Une invention nécessite une étape inventive, et la présence de cette étape s'apprécie en fonction du mémoire descriptif tel que déposé. Des modifications paraissant introduire de nouveaux aspects d'« inventivité » dans la demande introduisent une nouvelle matière.

Puisqu'une invention se veut une solution à un problème concret, on comprendra que les modifications tendant à transformer l'invention telle qu'initialement divulguée en une nouvelle invention c'est-à-dire en une nouvelle solution au même problème ou à un problème différent constituent l'ajout d'une nouvelle matière.

De telles modifications changent le point de l'invention, ce qui entraîne la divulgation d'une invention différente de celle figurant au mémoire descriptif initialement déposé.

Il est loisible de modifier la description pour faire référence à des documents d'antériorité. Lorsque la modification apporte simplement une précision à l'état de la technique, cela n'est généralement pas considéré comme l'introduction d'une nouvelle matière. Toutefois, lorsqu'une modification introduit des renseignements tirés d'une antériorité, ces modifications, selon les circonstances, peuvent introduire une nouvelle matière.

La désignation ou l'inclusion d'enseignements précis tirés d'un document d'antériorité constitue l'ajout d'une nouvelle matière lorsque ces enseignements sont requis aux fins de la mise en œuvre de l'invention, ou d'étayer une prédiction valable d'utilité, et que la personne versée dans l'art ne pouvait pas clairement savoir, à la date de la revendication, lesquels de ces enseignements étaient nécessaires à cette fin.

9.09 Mesures du Bureau visant la description

Les objections traitant de questions de fond liées à la suffisance sont présentées en vertu du paragraphe 27(3) de la Loi sur les brevets, ou d'un alinéa précis de ce paragraphe lorsque cette précision peut servir à souligner le fondement de l'objection.

Comme dans le cas des objections en vertu du paragraphe 27(4) de la Loi sur les brevets, toutefois, les irrégularités visées par les objections en vertu du paragraphe 27(3) peuvent aller de questions importantes touchant la suffisance à des irrégularités mineures concernant la clarté. Le fait de soulever une objection en vertu du paragraphe 27(3) ne signifie pas nécessairement qu'il s'agit d'une irrégularité touchant à la suffisance à laquelle il ne peut y avoir de remède.

Néanmoins, s'il existe un fondement encore plus spécifique au soutien de l'objection soulevée, il conviendrait d'invoquer ce fondement plutôt que le paragraphe 27(3) de la Loi sur les brevets.
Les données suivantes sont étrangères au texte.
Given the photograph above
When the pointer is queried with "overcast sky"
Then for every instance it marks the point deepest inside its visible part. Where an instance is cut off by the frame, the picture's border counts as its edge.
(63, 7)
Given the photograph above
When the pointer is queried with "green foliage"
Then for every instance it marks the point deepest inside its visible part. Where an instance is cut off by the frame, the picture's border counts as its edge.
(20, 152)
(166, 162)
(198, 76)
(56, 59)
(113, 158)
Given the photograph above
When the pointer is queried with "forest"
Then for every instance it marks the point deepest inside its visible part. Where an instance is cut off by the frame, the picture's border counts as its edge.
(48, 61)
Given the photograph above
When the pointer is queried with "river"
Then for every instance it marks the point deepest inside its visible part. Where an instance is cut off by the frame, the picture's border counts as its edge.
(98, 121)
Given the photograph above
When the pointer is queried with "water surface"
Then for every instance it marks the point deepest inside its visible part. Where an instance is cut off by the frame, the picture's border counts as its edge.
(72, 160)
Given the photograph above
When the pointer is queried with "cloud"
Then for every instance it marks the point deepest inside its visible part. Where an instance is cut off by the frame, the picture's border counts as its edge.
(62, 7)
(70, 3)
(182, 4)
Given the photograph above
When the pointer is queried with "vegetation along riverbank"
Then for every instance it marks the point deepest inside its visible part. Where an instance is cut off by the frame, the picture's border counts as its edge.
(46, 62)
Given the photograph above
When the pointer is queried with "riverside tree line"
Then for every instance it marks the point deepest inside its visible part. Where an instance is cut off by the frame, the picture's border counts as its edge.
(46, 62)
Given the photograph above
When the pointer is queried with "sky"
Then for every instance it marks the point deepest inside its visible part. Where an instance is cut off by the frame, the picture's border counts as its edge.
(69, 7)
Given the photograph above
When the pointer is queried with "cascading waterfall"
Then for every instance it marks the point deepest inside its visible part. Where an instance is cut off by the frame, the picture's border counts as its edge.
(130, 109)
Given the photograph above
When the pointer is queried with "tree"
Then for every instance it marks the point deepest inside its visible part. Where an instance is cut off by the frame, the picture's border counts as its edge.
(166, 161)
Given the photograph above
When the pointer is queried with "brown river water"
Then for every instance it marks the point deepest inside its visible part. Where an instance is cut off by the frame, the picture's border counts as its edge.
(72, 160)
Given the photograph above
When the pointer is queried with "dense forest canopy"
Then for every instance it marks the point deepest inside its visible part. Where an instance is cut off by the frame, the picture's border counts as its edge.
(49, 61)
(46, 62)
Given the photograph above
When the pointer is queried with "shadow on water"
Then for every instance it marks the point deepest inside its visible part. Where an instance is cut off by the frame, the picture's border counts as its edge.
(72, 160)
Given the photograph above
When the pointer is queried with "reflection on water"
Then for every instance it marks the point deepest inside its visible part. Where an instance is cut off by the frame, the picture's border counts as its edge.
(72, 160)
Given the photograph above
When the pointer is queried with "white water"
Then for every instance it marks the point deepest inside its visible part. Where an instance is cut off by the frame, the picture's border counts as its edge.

Par exemple, si un signe de référence a été incorporé dans les dessins, mais qu'il n'en est pas fait mention dans la description, cette irrégularité devrait être soulevée en vertu du paragraphe 82(9) des Règles sur les brevets plutôt qu'en vertu du paragraphe 27(3) de la Loi sur les brevets.

Les objections portant sur le format ou d'autres problèmes mineurs sont présentées sous le régime de l'article relié à l'irrégularité en cause [voir la section 9.07 et les notes relatives en fin de chapitre].

Un examinateur peut relever le non-respect des exigences relatives au format énoncées aux articles 68, 69 et 70 des Règles sur les brevets [voir la section 5.03 du présent recueil] aux fins d'aviser le demandeur de toute irrégularité et d'accélérer le traitement de la demande jusqu'à son acceptation. Cependant, il n'est pas nécessaire que l'examinateur soulève ces irrégularités dans le rapport d'examen, puisque le personnel de soutien à l'examen peut demander la correction de ces irrégularités.

À noter que les exigences canadiennes relatives au formatage se fondent sur les exigences du Traité de coopération en matière de brevets (PCT). Ainsi, une demande de conformité aux exigences canadiennes est acceptable sous l'article 27 du PCT.